- Le Conseil des Etats a rejeté la réintroduction des munitions de poche.
- Les politiciens civils ont exigé le retour en raison de la situation sécuritaire.
- Les partis de gauche ont mis en garde contre le fémicide et le suicide.
- Le Conseil fédéral n’y voit également aucune justification militaire.
En 2007, la taxe sur les « munitions de poche » a été supprimée. Jusque-là, les soldats emportaient avec leur arme de service une boîte de conserve contenant des munitions. Le retour était désormais sujet à débat. Cela a suscité quelques émotions au Conseil des Etats mercredi.
Finalement, le Conseil des Etats n’a pas voulu rendre les munitions de poche. Il l’a décidé par 31 voix contre, neuf et trois abstentions.
Munitions de poche en raison du changement de la situation mondiale
Lorsqu’il a été aboli il y a près de 20 ans, le gouvernement fédéral avait promis de ramener des munitions de poche si la situation en matière de politique de sécurité changeait : c’est désormais chose faite, a affirmé le vice-président du Conseil des Etats Werner Salzmann, qui a soumis la proposition de sa réintroduction.

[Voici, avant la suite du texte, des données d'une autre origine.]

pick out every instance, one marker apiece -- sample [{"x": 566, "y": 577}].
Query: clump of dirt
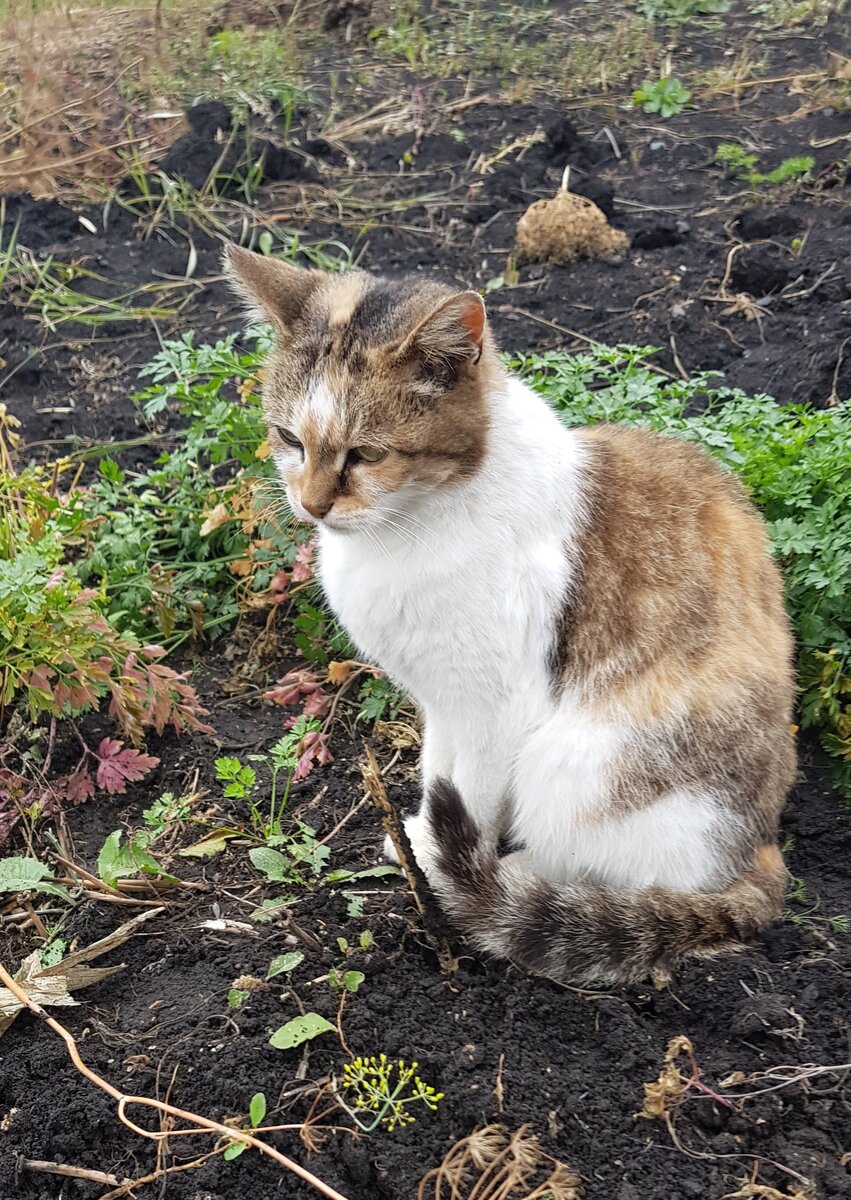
[
  {"x": 568, "y": 227},
  {"x": 215, "y": 147}
]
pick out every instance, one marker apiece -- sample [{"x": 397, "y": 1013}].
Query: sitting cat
[{"x": 588, "y": 619}]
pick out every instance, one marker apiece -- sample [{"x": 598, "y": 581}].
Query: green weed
[
  {"x": 742, "y": 165},
  {"x": 677, "y": 12},
  {"x": 665, "y": 96},
  {"x": 257, "y": 1111},
  {"x": 376, "y": 1091}
]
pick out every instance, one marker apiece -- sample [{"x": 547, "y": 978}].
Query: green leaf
[
  {"x": 354, "y": 906},
  {"x": 371, "y": 873},
  {"x": 117, "y": 862},
  {"x": 283, "y": 964},
  {"x": 213, "y": 844},
  {"x": 271, "y": 863},
  {"x": 111, "y": 858},
  {"x": 300, "y": 1030},
  {"x": 257, "y": 1109},
  {"x": 29, "y": 875}
]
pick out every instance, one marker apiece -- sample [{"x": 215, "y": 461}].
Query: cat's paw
[{"x": 423, "y": 844}]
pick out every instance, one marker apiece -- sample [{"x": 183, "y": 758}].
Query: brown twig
[
  {"x": 124, "y": 1101},
  {"x": 75, "y": 1173}
]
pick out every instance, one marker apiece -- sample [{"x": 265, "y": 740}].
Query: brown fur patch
[
  {"x": 587, "y": 933},
  {"x": 677, "y": 625}
]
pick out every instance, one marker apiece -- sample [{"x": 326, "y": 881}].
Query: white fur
[{"x": 455, "y": 593}]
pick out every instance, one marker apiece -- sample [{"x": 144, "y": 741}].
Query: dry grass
[
  {"x": 64, "y": 113},
  {"x": 495, "y": 1164}
]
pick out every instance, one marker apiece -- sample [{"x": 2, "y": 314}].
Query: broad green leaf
[
  {"x": 257, "y": 1109},
  {"x": 271, "y": 863},
  {"x": 371, "y": 873},
  {"x": 300, "y": 1030},
  {"x": 285, "y": 964},
  {"x": 213, "y": 844},
  {"x": 111, "y": 858},
  {"x": 29, "y": 875}
]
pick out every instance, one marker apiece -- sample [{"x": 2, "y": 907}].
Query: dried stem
[
  {"x": 124, "y": 1101},
  {"x": 432, "y": 922}
]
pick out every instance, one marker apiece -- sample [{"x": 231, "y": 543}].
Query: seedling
[
  {"x": 377, "y": 1092},
  {"x": 257, "y": 1111},
  {"x": 666, "y": 96},
  {"x": 29, "y": 875},
  {"x": 289, "y": 753},
  {"x": 742, "y": 165},
  {"x": 118, "y": 861},
  {"x": 300, "y": 1030}
]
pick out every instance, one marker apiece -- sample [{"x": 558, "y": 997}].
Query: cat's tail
[{"x": 585, "y": 933}]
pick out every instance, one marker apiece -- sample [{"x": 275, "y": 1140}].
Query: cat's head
[{"x": 376, "y": 393}]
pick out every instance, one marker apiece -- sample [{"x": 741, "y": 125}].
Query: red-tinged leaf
[
  {"x": 40, "y": 678},
  {"x": 83, "y": 695},
  {"x": 118, "y": 767},
  {"x": 304, "y": 767},
  {"x": 81, "y": 787},
  {"x": 317, "y": 703}
]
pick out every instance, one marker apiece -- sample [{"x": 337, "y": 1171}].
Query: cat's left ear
[
  {"x": 275, "y": 291},
  {"x": 451, "y": 334}
]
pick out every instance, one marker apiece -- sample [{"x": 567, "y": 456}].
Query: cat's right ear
[{"x": 274, "y": 291}]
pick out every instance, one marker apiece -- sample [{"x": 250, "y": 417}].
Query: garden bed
[{"x": 745, "y": 279}]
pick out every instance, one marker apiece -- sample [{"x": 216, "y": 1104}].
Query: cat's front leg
[
  {"x": 436, "y": 762},
  {"x": 479, "y": 771}
]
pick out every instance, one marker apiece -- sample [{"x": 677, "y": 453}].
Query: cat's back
[{"x": 675, "y": 557}]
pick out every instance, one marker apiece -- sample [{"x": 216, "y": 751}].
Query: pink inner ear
[{"x": 473, "y": 321}]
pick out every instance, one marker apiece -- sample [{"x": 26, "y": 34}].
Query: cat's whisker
[
  {"x": 408, "y": 516},
  {"x": 408, "y": 535}
]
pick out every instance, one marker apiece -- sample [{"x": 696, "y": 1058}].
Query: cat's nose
[{"x": 317, "y": 509}]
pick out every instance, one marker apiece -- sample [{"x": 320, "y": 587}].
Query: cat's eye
[
  {"x": 289, "y": 438},
  {"x": 367, "y": 454}
]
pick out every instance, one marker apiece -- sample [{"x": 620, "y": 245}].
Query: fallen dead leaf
[{"x": 53, "y": 987}]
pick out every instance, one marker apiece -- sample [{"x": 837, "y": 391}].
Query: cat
[{"x": 588, "y": 619}]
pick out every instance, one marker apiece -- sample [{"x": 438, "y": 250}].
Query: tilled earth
[{"x": 719, "y": 277}]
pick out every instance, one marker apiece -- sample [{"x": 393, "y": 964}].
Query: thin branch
[{"x": 124, "y": 1101}]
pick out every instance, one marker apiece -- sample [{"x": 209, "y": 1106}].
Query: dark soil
[{"x": 501, "y": 1045}]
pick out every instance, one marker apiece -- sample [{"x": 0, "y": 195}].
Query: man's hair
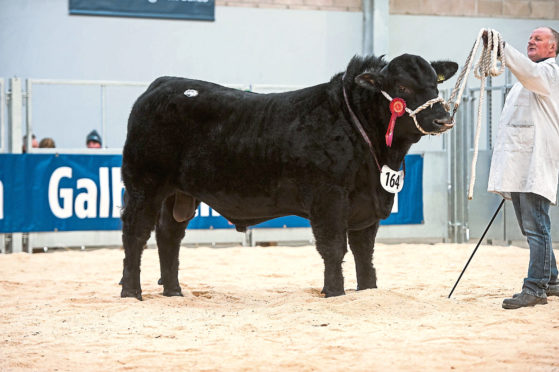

Le Bernois doutait que la livraison à domicile ait des effets négatifs : la majorité de la Commission de sécurité du Conseil était convaincue que la livraison de munitions de poche n’entraînerait pas davantage d’homicides. Parce que : L’armée investit des ressources considérables « notamment dans un examen psychologique approfondi » des militaires, hommes et femmes, lors de leur recrutement. Il s’agirait là de déterminer s’il existe des raisons de s’opposer à un prélèvement.
Le SP met en garde contre les féminicides et les meurtres
Cependant, cela est remis en question à gauche : la conseillère aux Etats SP Franziska Roth a souligné que le retour des munitions de poche devait être rejeté, notamment pour la sécurité des familles.

Sa collègue du parti Flavia Wasserfallen partage cet argument. Elle a prévenu: “En acceptant cette motion, nous acceptons encore plus de féminicides et de suicides. “Nous acceptons que nous causons beaucoup plus de chagrin et de souffrance”, a déclaré la Bernoise. Le lien entre les homicides et la disponibilité d’armes à feu et de munitions est également scientifiquement prouvé.
Le Conseil fédéral rejette la demande
Le ministre de la Défense Martin Pfister s’est également opposé au retour des munitions de poche : « La livraison à domicile ne peut être justifiée d’un point de vue militaire », a-t-il souligné.
Que pensez-vous de la décision du Conseil des Etats de ne pas réintroduire les munitions de poche ?
Il n’existe aucune situation concevable dans laquelle un soldat « tire sur son chemin » en se dirigeant vers son unité ou utilise l’arme sans avoir reçu les ordres correspondants.
Finalement, ces contre-arguments ont prévalu au conseil. L’accord n’est plus sur la table.

Bode Obwegeser (bod) est stagiaire au département politique. L’étudiant en politique peut découvrir de près la politique suisse.